Sanayi ve Teknoloji Bakanı Mustafa Varank, Erzurum Ticaret ve Sanayi Odası’nda (ETSO) iş adamlarıyla bir araya geldi.
Sanayi ve Teknoloji Bakanı Mustafa Varank, Erzurum Ticaret ve Sanayi Odası’nda (ETSO) bölgenin iş dünyası ile bir araya geldi. Bakan Varank, yaptığı konuşmada, “Erzurum’da çok dolu bir günü geride bıraktık. Önce Cazibe Merkezlerini Destekleme Programıyla hayata geçirdiğimiz yatırımların resmi açılışını gerçekleştirdik.

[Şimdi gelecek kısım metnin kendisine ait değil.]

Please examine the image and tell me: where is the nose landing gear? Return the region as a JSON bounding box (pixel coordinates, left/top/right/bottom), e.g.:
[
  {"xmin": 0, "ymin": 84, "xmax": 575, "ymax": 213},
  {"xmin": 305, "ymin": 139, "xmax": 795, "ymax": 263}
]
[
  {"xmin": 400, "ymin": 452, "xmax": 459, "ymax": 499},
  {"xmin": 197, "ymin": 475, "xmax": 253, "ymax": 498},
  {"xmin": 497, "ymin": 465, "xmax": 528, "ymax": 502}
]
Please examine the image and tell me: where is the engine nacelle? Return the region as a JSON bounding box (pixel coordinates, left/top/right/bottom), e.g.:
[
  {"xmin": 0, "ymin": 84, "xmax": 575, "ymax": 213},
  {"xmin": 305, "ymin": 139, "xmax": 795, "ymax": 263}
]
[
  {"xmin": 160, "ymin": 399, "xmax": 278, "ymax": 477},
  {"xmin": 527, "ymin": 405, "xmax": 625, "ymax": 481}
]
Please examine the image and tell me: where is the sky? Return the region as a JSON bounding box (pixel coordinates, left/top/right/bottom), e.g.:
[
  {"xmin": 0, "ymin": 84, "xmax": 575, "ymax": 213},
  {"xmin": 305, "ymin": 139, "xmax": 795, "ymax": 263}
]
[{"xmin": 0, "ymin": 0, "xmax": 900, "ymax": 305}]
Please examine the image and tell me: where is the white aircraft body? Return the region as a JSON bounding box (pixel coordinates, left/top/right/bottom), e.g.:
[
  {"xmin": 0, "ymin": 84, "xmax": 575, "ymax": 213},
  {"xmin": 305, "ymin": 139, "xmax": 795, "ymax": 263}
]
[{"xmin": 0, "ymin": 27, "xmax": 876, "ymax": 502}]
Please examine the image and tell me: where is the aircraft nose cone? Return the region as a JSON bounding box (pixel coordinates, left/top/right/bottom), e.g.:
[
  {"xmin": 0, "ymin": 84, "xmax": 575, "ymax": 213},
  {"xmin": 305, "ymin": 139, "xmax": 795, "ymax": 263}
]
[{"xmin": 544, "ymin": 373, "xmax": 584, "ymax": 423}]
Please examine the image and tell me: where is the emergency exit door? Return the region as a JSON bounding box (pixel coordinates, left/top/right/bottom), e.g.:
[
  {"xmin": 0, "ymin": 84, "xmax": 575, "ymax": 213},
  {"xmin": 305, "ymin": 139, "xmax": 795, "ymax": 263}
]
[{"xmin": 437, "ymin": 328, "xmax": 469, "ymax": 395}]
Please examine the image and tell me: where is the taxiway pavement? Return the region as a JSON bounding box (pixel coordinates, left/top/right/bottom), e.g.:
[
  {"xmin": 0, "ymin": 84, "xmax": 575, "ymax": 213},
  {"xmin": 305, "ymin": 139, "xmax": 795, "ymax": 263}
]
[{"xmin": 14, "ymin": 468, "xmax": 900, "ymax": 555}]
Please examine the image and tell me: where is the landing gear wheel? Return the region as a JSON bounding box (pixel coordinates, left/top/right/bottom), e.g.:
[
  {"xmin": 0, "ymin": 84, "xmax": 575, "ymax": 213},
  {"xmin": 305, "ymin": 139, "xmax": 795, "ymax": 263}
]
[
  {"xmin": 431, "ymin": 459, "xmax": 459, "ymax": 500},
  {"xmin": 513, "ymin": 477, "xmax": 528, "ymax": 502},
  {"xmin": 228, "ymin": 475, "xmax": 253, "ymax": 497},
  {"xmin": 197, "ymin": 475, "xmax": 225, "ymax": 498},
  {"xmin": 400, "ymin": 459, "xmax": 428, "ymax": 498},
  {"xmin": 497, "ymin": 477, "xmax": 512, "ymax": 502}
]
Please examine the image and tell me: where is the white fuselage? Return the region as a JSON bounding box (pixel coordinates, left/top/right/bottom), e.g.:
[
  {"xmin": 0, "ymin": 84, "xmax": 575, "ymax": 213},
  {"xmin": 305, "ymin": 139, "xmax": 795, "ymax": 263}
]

Akabinde DAYTAM ve Doğu Anadolu Gözlemevi’nde araştırmacılarla bir araya geldik. Şimdi de sizlerle bir aradayız. Erzurum’a gelmek, aslında nicedir aklımızdaydı. Kısmet de bugüne nasip oldu. Tabi şu da var, ben buraya gelemesem de vekillerimizle yakın dirsek temasındaydık. Recep Akdağ Bakanımız başta olmak üzere, Erzurumlular bizim Bakanlığın daimi üyesi gibiler. Sağ olsunlar, şehrimizde ilgili fikir ve önerileri bizlere her zaman yol gösterici oluyor. Ben tabi reel sektörle bir araya gelmeyi de gerçekten çok önemsiyorum. Farklı sektörlerin görüş ve önerilerini dinlemek, son derece faydalı oluyor. Malumunuz zorlu bir yıl geçiyoruz. Küresel salgın tüm ülkeleri etkiledi, dünyadaki bütün dengeleri sarstı. Bilmediğimiz bir düzene adapte olmaya çalışırken, hem toplumun hem de ekonominin sağlığını korumaya odaklandık. Biz bu salgın sürecini, Sayın Cumhurbaşkanımızın liderliğinde kararlı bir şekilde yönetiyoruz” dedi.
“MİLYONLARCA VATANDAŞIMIZIN HAYATINA DOKUNDUK”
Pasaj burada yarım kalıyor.